Pete (43:54): "You just made it sound like Jesus is on the cross because it was a rough crowd and he was having a bad set. Had a bad set and they nailed him up there."
Patrick (56:11): "If my kids got a shot, I tell them, listen, you want to be a priest, you be the best. You'd be the best of the best. And you go and try and be the Pope."
Throughout the episode, Pete and Sebastian intersperse their conversation with playful banter, humorous hypothetical scenarios, and comedic takes on serious topics. They discuss the implications of religious leadership, the hypothetical logistics of Papal requests, and the amusing dynamics of celebrity interactions.
Key Highlights:
Papal Permissions and Family Dynamics:
Cologne on Coffins:
Celebrity Encounters:
Notable Quotes:
Pete (60:05): "I don't know if anyone's ever banged in the Vatican. Can you imagine saying that?"

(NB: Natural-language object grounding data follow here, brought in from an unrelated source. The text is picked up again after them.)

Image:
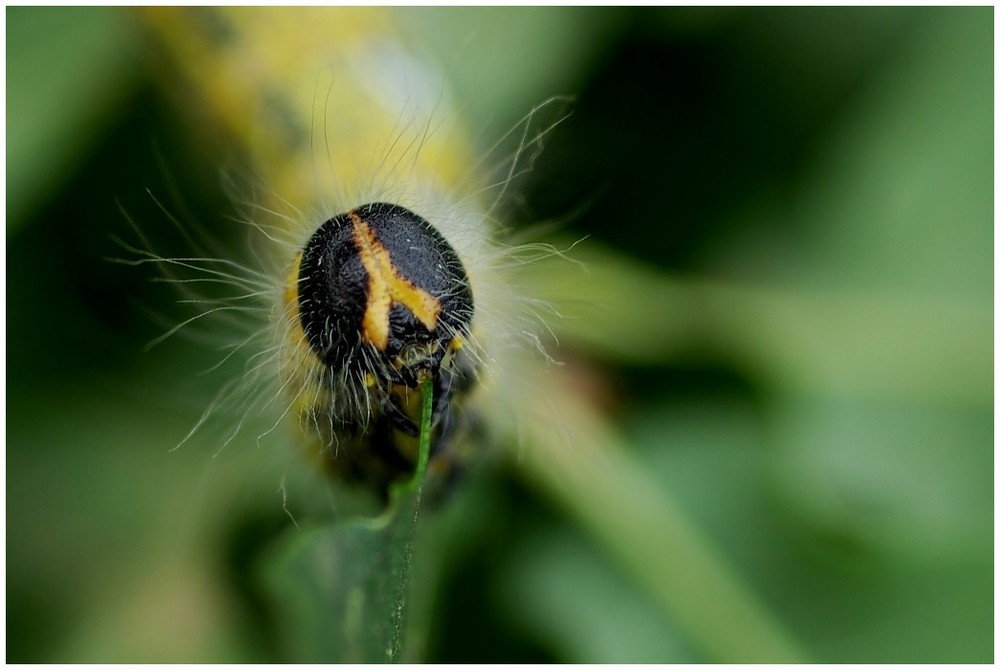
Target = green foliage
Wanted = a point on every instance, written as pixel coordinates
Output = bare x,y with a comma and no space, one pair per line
790,219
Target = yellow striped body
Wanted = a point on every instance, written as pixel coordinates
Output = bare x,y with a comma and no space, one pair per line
332,112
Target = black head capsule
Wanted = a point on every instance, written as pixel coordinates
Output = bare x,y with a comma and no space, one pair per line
381,291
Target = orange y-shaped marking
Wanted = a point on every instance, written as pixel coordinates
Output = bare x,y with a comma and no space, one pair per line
386,287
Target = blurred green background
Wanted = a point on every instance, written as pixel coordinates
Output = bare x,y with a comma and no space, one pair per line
828,171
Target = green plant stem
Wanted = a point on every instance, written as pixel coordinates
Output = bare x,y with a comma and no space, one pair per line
583,467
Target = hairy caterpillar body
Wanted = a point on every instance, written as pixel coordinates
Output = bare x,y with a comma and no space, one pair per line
382,267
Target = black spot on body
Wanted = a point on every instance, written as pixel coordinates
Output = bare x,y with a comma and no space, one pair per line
333,291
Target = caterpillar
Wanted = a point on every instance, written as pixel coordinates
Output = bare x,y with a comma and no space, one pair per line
382,264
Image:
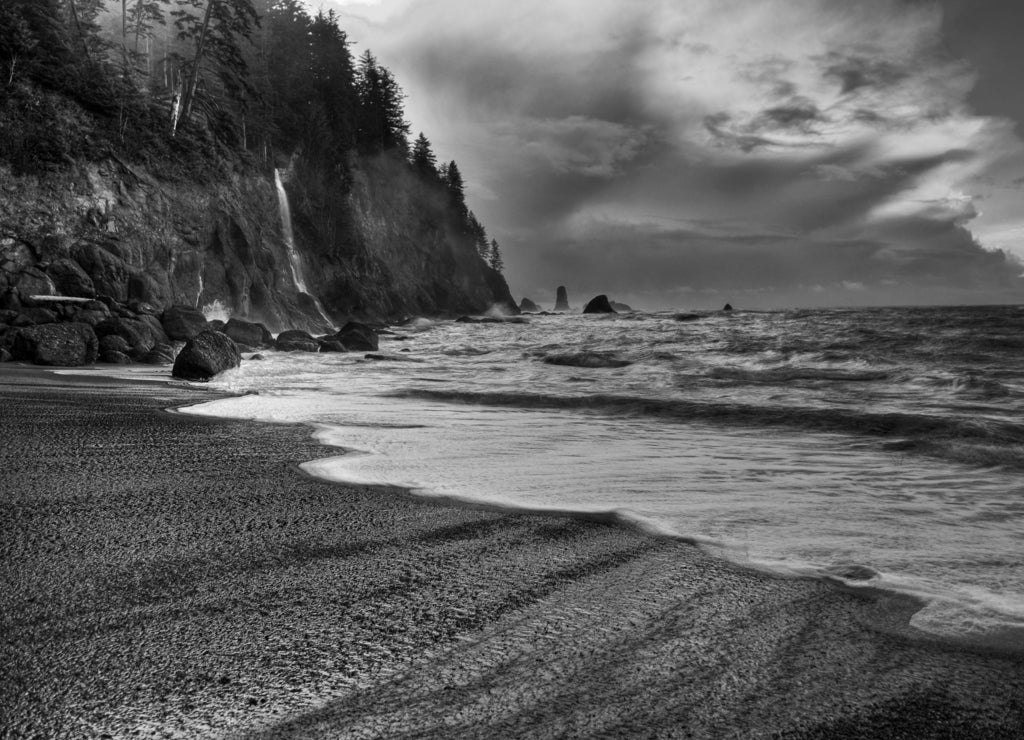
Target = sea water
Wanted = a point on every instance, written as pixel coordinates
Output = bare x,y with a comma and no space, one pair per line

Patrick (62:27): "He was sleeping in the Vatican getting chef meals, you know?"
Conclusion
Episode 654 of The Pete and Sebastian Show masterfully balances comedic storytelling with insightful discussions. From the maddening intricacies of airplane etiquette to the profound yet humorous exploration of religious education, Pete and Sebastian offer listeners a rich tapestry of laughter intertwined with thoughtful reflections. This episode not only entertains but also invites listeners to ponder the everyday situations that shape our experiences and beliefs.
Notable Quotes Overview
On Airplane Etiquette:
On Religious Education:
On Humorous Hypotheticals:
This summary encapsulates the essence of Episode 654, highlighting the comedic elements and the hosts' ability to traverse diverse topics with ease and humor. Whether you're a regular listener or new to The Pete and Sebastian Show, this episode promises both laughter and meaningful conversation.